When you send an emergency alert through your notification system, make sure it allows you to enter a “From” email address for the message. Then, where possible, use the same email address consistently across your notifications. Make sure this address is in your company’s address book so that the alert will not appear to come from an unknown sender.
Also consider standardizing at least a portion of your subject line to include identification of the notice as an urgent message (e.g., “Company XYZ Emergency Alert”).
Regardless of how reliable your notification system is or how quickly you send an alert, if you don’t have the correct contact information, your message won’t be conveyed. Be sure you have a fail-safe method of updating contact information; ideally through a contact database integration or by using your notification service’s self-registration/update feature.
Don’t overlook the fact that your message recipients may speak different languages. Notification systems that provide for multilingual messaging are invaluable in a global environment. As part of your alert enrollment process, be sure to ask your contacts for their language preference so that alerts are automatically and consistently translated for them.
Also keep in mind that if you are sending messages internationally, you may have to deal with a cultural distrust of automated calls. If this is the case you’ll want to work with local management to ensure individuals are informed about the critical reasons you are using an automated system to send alerts.
Travel is part of almost every large corporation, making it difficult to know who is impacted by an incident in a particular city or location.
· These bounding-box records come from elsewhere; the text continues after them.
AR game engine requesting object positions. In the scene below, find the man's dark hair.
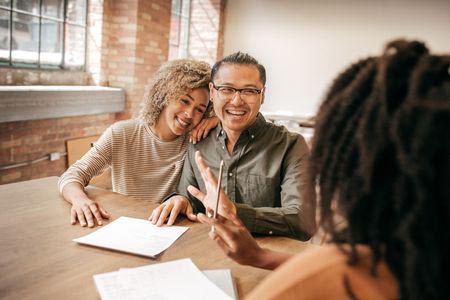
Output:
[311,40,450,299]
[211,51,266,85]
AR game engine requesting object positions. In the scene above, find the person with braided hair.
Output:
[198,40,450,300]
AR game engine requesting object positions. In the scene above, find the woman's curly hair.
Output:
[311,40,450,299]
[140,59,211,125]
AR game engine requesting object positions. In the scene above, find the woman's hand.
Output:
[197,214,266,267]
[148,195,197,226]
[188,151,237,219]
[189,116,219,144]
[62,182,111,227]
[70,196,111,227]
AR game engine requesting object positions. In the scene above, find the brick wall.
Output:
[0,0,171,184]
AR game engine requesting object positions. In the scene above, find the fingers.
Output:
[81,205,94,227]
[197,213,214,226]
[188,185,206,202]
[186,203,197,222]
[209,231,233,257]
[98,205,111,219]
[195,151,217,185]
[189,119,206,145]
[70,207,77,225]
[201,128,211,139]
[76,208,86,227]
[149,203,166,225]
[167,202,182,226]
[89,203,103,226]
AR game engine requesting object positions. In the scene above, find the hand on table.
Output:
[148,195,197,226]
[189,117,219,144]
[70,196,111,227]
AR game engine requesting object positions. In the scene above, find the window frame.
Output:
[0,0,89,72]
[169,0,192,59]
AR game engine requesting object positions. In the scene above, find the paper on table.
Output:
[94,259,232,300]
[116,268,237,299]
[73,217,189,257]
[203,269,237,299]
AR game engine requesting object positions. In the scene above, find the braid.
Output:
[310,40,450,299]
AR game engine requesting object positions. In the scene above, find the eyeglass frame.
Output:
[211,81,266,99]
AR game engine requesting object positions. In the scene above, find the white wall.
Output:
[224,0,450,116]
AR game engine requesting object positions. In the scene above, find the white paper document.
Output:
[73,217,189,257]
[203,269,237,299]
[94,259,233,300]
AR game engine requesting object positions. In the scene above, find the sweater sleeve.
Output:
[58,126,113,193]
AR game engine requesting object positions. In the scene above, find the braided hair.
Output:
[310,40,450,299]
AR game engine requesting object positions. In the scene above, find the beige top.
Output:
[246,245,398,300]
[58,119,187,202]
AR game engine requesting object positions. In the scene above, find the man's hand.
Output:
[188,151,237,219]
[70,196,111,227]
[148,195,197,226]
[189,117,219,144]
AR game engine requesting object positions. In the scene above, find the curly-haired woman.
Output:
[58,59,217,227]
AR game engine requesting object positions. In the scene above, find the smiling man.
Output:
[149,52,315,240]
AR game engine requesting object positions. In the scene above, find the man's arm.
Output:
[236,136,316,240]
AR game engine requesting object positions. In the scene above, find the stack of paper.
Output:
[94,258,236,300]
[74,217,189,257]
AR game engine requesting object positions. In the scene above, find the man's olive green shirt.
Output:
[174,114,315,240]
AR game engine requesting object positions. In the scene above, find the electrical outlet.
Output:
[48,152,61,161]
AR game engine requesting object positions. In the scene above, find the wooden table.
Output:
[0,177,310,299]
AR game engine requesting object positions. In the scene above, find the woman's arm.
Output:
[58,127,112,227]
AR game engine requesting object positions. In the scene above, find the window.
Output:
[0,0,87,70]
[169,0,191,59]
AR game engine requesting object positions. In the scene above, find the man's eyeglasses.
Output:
[212,82,264,100]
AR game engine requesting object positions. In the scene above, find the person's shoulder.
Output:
[261,121,305,142]
[111,119,145,133]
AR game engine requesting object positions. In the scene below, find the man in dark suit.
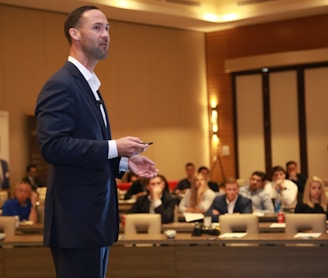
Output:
[0,159,10,189]
[205,178,252,222]
[128,175,177,223]
[35,6,158,278]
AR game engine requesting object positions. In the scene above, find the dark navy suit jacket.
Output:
[205,194,253,222]
[35,62,123,248]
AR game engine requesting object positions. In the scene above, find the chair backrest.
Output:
[285,213,326,234]
[220,213,259,234]
[124,213,162,235]
[0,216,17,236]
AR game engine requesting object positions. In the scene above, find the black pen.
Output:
[141,142,154,145]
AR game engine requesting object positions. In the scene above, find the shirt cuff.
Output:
[107,140,118,159]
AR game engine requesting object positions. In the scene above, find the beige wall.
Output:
[0,5,209,183]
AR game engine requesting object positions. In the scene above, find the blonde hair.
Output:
[190,173,208,208]
[303,176,327,211]
[10,181,32,198]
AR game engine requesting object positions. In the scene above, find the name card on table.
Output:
[219,233,247,238]
[294,233,321,238]
[183,212,204,222]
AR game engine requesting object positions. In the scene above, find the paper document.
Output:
[219,233,247,238]
[183,212,204,222]
[294,233,321,238]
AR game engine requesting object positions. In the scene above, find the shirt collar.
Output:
[68,56,101,92]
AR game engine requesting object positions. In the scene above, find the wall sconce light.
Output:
[211,105,219,136]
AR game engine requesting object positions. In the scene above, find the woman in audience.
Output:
[179,173,216,213]
[295,176,328,219]
[123,175,177,223]
[2,181,38,223]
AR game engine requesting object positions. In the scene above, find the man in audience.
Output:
[0,159,10,189]
[264,165,298,212]
[2,182,38,223]
[239,171,274,212]
[173,162,196,199]
[286,161,306,202]
[128,175,177,223]
[197,166,219,192]
[205,178,252,222]
[23,164,41,192]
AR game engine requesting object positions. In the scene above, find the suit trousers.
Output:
[50,246,109,278]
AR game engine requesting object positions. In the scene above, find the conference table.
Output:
[0,232,328,278]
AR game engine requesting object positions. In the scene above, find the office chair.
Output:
[285,213,326,234]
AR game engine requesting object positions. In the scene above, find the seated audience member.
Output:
[295,176,328,219]
[286,161,306,201]
[173,162,196,199]
[2,182,38,223]
[264,166,297,212]
[23,164,42,192]
[197,166,219,192]
[206,178,252,222]
[239,171,274,212]
[124,171,139,184]
[128,175,177,223]
[0,159,10,189]
[179,173,216,213]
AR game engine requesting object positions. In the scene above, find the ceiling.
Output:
[0,0,328,32]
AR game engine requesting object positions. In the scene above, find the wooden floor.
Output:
[0,233,328,278]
While traditional alerting methods (i.e., email, SMS, voice calls) are essential and relevant, many organizations also need secure and resilient communication to target their “on-the-go” mobile workforce.
Consider notification providers that support alert initiation based on geographic position—be that the location on record in your contact database (e.g., home address or office address) or the GPS location of their smartphone. This ensures that anyone in the vicinity of a crisis situation will be alerted even if their travel itinerary isn’t on file.